These relatively modest motor effects differed from the preclinical studies with MPTP (1-methyl-4-phenyl-1,2,3,6-tetrahydropyridine)-treated primates, which unambiguously demonstrated a marked motor benefit. Clearly, further clinical investigation of A2A receptor antagonism is warranted to understand its full potential as a treatment for Parkinson’s disease. An encouraging and consistent finding in the clinical trials of A2A receptor antagonists for Parkinson’s disease is that istradefylline and preladenant had an excellent safety profile138,139. In April 2007, Kyowa Hakko Kirin Pharma filed a new drug application (NDA) for istradefylline for the treatment of advanced Parkinson’s disease; however, the FDA issued a non-approval letter in 2008, citing the need for additional efficacy data. Currently, several Phase IIb and Phase III trials for A2A receptor antagonists (other than istradefylline) are still underway and these agents remain one of the leading non-dopaminergic treatment candidates for Parkinson’s disease141.
Chronic heart failure
Impaired renal function is common in patients with acute heart failure; it directly contributes to deterioration of the heart and is associated with an adverse outcome, including increased mortality. Local adenosine production in the kidney is increased in patients with heart failure as a result of hypoxia caused by reduced renal perfusion and by stimulation with diuretics142. Based on our understanding of the mechanisms associated with renal dysfunction and the demonstrated control of renal function via A1 receptors, A1 receptor antagonists were developed. These antagonists reduced the risk of persistent worsening renal failure by >50% in a Phase IIb study involving 301 patients with acute heart failure, and improved renal plasma flow in 63 ambulatory patients with chronic heart failure143.

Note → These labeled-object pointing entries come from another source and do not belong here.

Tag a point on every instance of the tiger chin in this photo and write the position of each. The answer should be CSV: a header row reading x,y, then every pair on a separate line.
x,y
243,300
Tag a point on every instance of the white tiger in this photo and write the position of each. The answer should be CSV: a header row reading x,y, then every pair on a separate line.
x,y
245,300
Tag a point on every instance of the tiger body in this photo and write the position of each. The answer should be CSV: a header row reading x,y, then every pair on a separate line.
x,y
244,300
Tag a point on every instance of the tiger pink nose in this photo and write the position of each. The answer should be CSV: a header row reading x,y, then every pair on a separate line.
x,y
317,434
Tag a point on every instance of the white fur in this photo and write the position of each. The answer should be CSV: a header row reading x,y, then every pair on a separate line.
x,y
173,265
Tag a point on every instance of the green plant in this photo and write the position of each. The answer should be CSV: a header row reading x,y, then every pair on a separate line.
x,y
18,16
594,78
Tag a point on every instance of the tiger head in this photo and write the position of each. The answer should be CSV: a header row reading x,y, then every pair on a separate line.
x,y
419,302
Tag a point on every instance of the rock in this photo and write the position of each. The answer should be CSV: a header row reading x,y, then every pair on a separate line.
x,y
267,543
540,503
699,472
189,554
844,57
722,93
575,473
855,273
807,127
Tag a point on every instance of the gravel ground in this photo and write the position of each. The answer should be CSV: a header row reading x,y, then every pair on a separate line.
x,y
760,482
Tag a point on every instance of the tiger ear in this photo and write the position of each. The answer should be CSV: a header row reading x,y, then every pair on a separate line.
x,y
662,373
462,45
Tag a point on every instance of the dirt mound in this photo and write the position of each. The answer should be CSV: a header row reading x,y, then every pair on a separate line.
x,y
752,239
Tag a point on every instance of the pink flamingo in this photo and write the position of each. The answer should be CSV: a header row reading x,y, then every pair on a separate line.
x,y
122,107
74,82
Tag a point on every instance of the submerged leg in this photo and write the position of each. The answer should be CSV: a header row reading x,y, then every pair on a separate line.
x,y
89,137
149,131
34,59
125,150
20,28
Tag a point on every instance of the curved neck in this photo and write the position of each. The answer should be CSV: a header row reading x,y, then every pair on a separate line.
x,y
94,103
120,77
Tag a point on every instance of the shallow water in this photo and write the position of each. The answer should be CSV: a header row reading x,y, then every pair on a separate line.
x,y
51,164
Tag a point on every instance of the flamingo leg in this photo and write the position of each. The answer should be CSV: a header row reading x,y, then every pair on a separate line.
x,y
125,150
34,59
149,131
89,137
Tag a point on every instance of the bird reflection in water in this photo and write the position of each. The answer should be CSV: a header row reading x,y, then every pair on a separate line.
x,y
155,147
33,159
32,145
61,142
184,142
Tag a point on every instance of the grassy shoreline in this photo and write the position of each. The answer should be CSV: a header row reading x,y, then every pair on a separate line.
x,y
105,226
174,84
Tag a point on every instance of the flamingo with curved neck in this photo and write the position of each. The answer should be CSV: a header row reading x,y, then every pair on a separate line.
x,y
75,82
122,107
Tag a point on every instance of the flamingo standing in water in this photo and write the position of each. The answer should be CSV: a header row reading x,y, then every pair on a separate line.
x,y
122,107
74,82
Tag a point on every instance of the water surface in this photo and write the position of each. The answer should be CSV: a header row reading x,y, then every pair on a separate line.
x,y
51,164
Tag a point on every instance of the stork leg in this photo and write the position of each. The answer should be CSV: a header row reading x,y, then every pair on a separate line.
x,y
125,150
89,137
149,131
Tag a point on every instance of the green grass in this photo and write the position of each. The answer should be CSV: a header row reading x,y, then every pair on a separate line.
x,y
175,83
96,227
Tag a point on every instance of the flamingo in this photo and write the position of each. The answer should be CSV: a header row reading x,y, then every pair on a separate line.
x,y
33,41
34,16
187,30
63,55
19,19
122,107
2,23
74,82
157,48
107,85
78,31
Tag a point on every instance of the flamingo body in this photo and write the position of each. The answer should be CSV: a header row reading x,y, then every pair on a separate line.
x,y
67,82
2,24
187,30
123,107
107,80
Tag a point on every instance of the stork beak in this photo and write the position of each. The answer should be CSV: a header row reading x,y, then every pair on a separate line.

Based on these promising results, a placebo-controlled, randomized Phase III trial involving 2,033 patients with acute heart failure (the PROTECT study) was carried out with the A1 receptor antagonist rolofylline; this was the largest study to date involving the use of A1 receptor antagonists to target renal function. Unfortunately, the results were disappointing and rolofylline did not prevent persistent worsening renal function21,144. The reason for this absence of renoprotective effects is likely to be due to an enhanced diuretic effect (as evident by more pronounced weight loss) in the rolofylline group, which may have offset the effects of rolofylline on the preservation of renal function22. Moreover, pharmacological and genetic studies have clearly demonstrated that A1 receptors mediate protective effects against ischaemic kidney injury and brain injury, which is consistent with the increased frequency of stroke and seizure activity in clinical trials of A1 receptor antagonists22. Thus, the development of A1 receptor antagonists for the treatment of disorders associated with impaired fluid retention, such as congestive heart failure, should proceed with caution.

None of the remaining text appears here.